Re downloading 8.1 I absolutely will take your advice and find a place where I can get some much faster download speeds to make that change. 

With Warm Appreciation, 
tecfobian


----------



## Macboatmaster (Jan 15, 2010)

Pleased it worked as I said ensure it does not get installed again
using the procedure I outlined


When you are ready to try with 8.1 please come back and we will be pleased to assist


----------



## tecfobian (Sep 19, 2014)

"ensure it does not get installed again using the procedure I outlined"
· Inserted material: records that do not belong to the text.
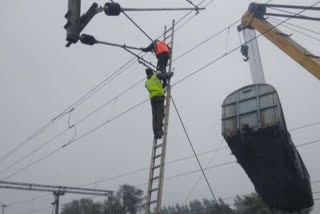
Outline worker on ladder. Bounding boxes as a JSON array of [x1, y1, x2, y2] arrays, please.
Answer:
[[145, 68, 173, 139], [141, 40, 171, 88]]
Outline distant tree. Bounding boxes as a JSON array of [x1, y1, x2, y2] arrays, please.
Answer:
[[116, 184, 144, 214], [102, 196, 124, 214], [234, 193, 313, 214], [61, 198, 101, 214], [162, 206, 170, 214], [61, 185, 144, 214], [181, 204, 191, 213], [189, 199, 205, 214], [61, 200, 82, 214]]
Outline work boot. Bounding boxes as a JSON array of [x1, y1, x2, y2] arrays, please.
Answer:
[[155, 130, 163, 139]]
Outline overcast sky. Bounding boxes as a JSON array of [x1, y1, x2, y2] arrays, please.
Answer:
[[1, 0, 320, 213]]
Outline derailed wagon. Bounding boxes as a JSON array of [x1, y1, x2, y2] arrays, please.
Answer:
[[221, 84, 313, 212]]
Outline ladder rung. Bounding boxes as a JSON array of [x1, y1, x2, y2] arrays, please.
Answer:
[[152, 176, 160, 181], [155, 143, 163, 149], [149, 200, 157, 204], [154, 154, 162, 159], [165, 35, 172, 40], [150, 188, 158, 192], [153, 164, 161, 170]]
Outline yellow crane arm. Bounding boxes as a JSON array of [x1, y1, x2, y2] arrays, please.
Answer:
[[238, 3, 320, 80]]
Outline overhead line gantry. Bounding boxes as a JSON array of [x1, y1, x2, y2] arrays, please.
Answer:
[[0, 181, 113, 214]]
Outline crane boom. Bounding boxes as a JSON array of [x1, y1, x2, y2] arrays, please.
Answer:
[[238, 3, 320, 80]]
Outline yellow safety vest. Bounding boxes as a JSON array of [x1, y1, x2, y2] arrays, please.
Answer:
[[145, 74, 165, 99]]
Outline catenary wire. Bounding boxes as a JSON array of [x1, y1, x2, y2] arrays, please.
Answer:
[[174, 0, 216, 33], [269, 18, 320, 42], [110, 0, 153, 42], [0, 57, 137, 164], [173, 18, 241, 62], [269, 17, 320, 36], [0, 77, 146, 177], [268, 7, 303, 16]]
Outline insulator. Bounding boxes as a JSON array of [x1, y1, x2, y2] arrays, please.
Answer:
[[104, 2, 121, 16]]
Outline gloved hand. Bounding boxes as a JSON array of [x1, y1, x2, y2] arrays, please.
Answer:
[[140, 48, 147, 52], [167, 72, 174, 78]]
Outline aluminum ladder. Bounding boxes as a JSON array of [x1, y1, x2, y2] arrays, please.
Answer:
[[145, 19, 175, 214]]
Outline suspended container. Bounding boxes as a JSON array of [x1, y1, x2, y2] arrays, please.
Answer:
[[221, 83, 313, 212]]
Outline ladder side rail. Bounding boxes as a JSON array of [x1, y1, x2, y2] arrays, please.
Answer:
[[167, 20, 175, 73], [163, 25, 168, 42], [145, 138, 159, 214]]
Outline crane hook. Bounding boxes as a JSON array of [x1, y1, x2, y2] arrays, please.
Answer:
[[241, 44, 249, 62]]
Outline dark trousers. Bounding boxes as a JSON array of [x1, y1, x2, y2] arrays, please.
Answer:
[[156, 52, 170, 74], [156, 52, 170, 88], [151, 96, 165, 136]]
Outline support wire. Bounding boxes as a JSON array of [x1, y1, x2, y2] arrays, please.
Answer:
[[110, 0, 153, 42], [170, 96, 224, 213]]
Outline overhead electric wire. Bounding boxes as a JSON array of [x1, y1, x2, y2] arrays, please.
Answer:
[[269, 17, 320, 36], [268, 7, 303, 16], [296, 139, 320, 148], [135, 160, 237, 188], [109, 0, 153, 42], [289, 121, 320, 131], [0, 128, 70, 177], [0, 78, 146, 178], [0, 115, 64, 162], [0, 57, 137, 164], [174, 18, 241, 62], [269, 18, 320, 42], [174, 0, 216, 33]]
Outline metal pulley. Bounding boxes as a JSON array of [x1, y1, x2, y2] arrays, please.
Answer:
[[104, 2, 122, 16]]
I take it you refer establishing a restore point and I will do this forthwith, Thank you sir.


----------



## Macboatmaster (Jan 15, 2010)

NO that was just a way of going back if problems were encountered after the uninstall of the update

Please see my original post 8 - you will then on reboot be offered it again or if automatic download and install it will be back next time it updates

Please follow the procedure outlined there
and the reference here to the link explaining it
http://answers.microsoft.com/en-us/...oblem-in/3c0fa85a-b84c-45a7-bc9d-62b30ef0224b

Thought I would try and make it a little easier for you to follow
Go Control Panel Windows updates on left pane click change settings
now see my screenshot
On the window that opens on the drop arrow - look what the setting is NOW
If it is automatic install then that update is coming back next time
therefore select download and I will choose whether to install them

then when the next batch come in follow the procedure outlined to select that update and then right click it and click Hide update
http://www.sevenforums.com/tutorials/24376-windows-update-hide-restore-hidden-updates.html


----------



## tecfobian (Sep 19, 2014)

Aha! Gottit and will do. I particularly appreciate the extra effort to spell it out simply Mcbtmstr. Mucho appreciato!


----------



## Macboatmaster (Jan 15, 2010)

you are welcome


----------